In the context of group A1, the only practice that is not applied by 100% of the utilities is P50, which refers to investment in technologies aimed at loss control. According to Cetrulo et al. (2020), the investment capacity of utilities linked to water losses would be affected by water scarcity and water treatment costs. This fact shows that the superior performance of the utilities is not necessarily driven by investments in high cost and advanced technologies for loss control, indicating that basic, routine actions of operational control produce good results in the control of loss levels.

An overview of the practices applied by the utility groups considered in this study is presented in Table 3. In front of the detailed analysis of each practice of water loss control presented in this article, in the last column of Table 3 the possible factors that influence the level of application of the practices by the groups are highlighted. As technical–operational factors it is considered, for example, the existence of a specialized technical team to implement the actions or even external factors such as topography, which directly influence the operational aspect of the system. The factors of planning and management refer mainly to the capacity of the utilities to invest in improvement and control actions, which is directly related to the management model of the sanitation utilities.

Table 3

Summary table of the application level of the practices by groups A1 and D

 
 

CONCLUSION

The study's findings show that, although utilities are within the same national economic context, there are significant differences in the proportion of the adoption of loss control practices. There was also a direct relationship between utilities' performances (A1, A2, B, C and D) and the level of application of water loss practices, identifying a trend in the reduction of utilities' performance, i.e., higher levels of losses with the decrease in the proportion of application of practices. The differences in application levels between the analyzed groups (A1 and D) may be influenced by technical–operational factors as well as by planning and management factors, with the utility's management model being one of the determining factors, considering that some models make investments in improvement actions more flexible, while others restrict actions.

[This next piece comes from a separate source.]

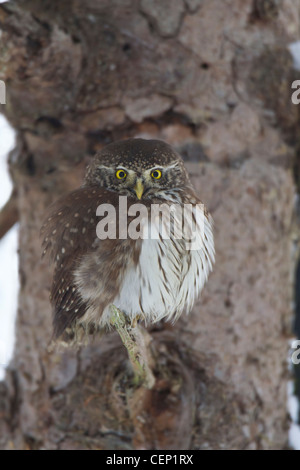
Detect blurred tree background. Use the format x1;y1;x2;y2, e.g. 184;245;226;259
0;0;300;449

The management of water losses is a key factor in the improvement of supply networks, where the guarantee of the economic balance of its operation is subject to the development of strategies that establish a balance in the execution of all control practices. Apart from the urgency of efficient loss management, especially in the face of climate change and water scarcity scenarios, this study does not exhaust the discussion about loss management in a development context, much less imposes actions that should be applied to control losses in these scenarios. The study acted in the sense of bringing contributions to the limited scientific framework that investigates the management of water losses in developing countries. The paper also provides an overview of which practices directed to the control of water loss are being conducted in this context and which factors influence the adoption of these practices, thus being able to support the action of utilities that act in similar scenarios or still be a model for them.

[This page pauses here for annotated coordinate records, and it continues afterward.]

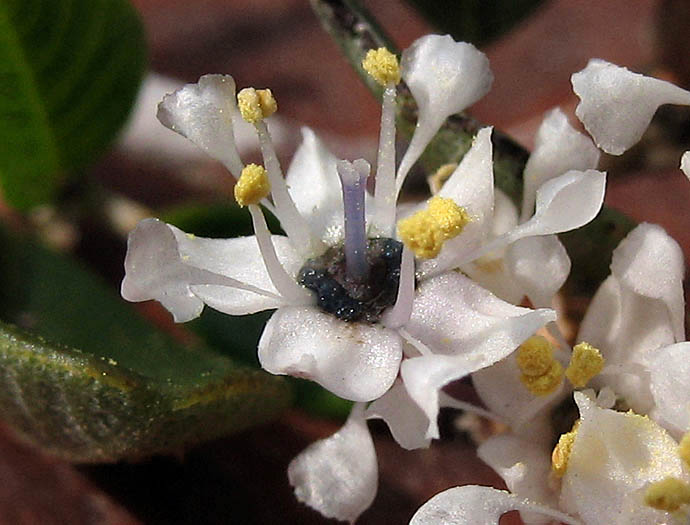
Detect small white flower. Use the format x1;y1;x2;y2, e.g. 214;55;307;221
456;224;690;524
122;36;605;521
571;58;690;155
410;392;690;525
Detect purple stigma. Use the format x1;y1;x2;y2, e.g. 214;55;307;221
337;159;371;282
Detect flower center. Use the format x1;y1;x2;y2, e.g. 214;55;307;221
297;238;403;323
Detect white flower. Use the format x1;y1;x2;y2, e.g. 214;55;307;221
410;392;690;525
460;224;690;524
571;58;690;155
122;36;605;521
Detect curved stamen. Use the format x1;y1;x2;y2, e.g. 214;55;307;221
247;204;314;305
254;120;323;255
336;159;370;282
383;248;414;329
372;83;396;237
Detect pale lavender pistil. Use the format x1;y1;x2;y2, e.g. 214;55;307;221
337;159;370;282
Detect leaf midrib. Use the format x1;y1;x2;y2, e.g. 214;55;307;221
0;3;62;170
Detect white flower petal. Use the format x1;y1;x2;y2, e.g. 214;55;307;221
285;127;344;245
405;272;555;356
505;235;570;308
189;284;286;315
400;273;556;438
366;379;431;450
157;75;243;178
513;170;606;240
571;59;690;155
448;188;525;304
611;223;685;341
521;108;600;222
288;405;378;523
121;219;294;322
472;348;565;430
398;35;493;185
561;392;686;525
446;170;606;273
167;220;303;292
460;255;525;304
491;188;518;237
578;224;684;413
649;341;690;437
477;434;557;525
419;128;494;273
259;307;402;401
410;485;580;525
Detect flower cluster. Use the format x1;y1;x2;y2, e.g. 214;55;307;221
122;31;690;523
411;60;690;525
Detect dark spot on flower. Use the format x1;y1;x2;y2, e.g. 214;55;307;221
297;238;402;323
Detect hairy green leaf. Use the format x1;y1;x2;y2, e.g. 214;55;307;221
0;230;291;462
0;0;145;209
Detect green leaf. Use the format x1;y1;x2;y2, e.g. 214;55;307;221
0;0;145;209
0;227;291;462
311;0;635;292
400;0;545;46
164;203;352;420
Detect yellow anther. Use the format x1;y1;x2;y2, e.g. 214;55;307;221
520;359;563;396
398;197;471;259
237;88;278;124
678;432;690;468
426;163;458;195
565;342;604;388
551;419;580;478
644;478;690;512
362;47;400;86
516;335;563;396
235;164;271;206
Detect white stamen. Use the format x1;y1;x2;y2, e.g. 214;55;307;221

In consideration of the specificity of each region of the globe, both in economic, environmental, and social terms, it is recommended that other studies analogous to the one presented be conducted. The development of new studies would facilitate to analyze the difference and similarity between utilities from different geographical regions, thereby verifying if there is a trend in the occurrence of the scenario identified in this study in other developing countries. This kind of study also contributes to an expansion of the scientific framework in this issue, bringing greater robustness to debates of loss management in regions of economic scarcity.

DATA AVAILABILITY STATEMENT

All relevant data are included in the paper or its Supplementary Information.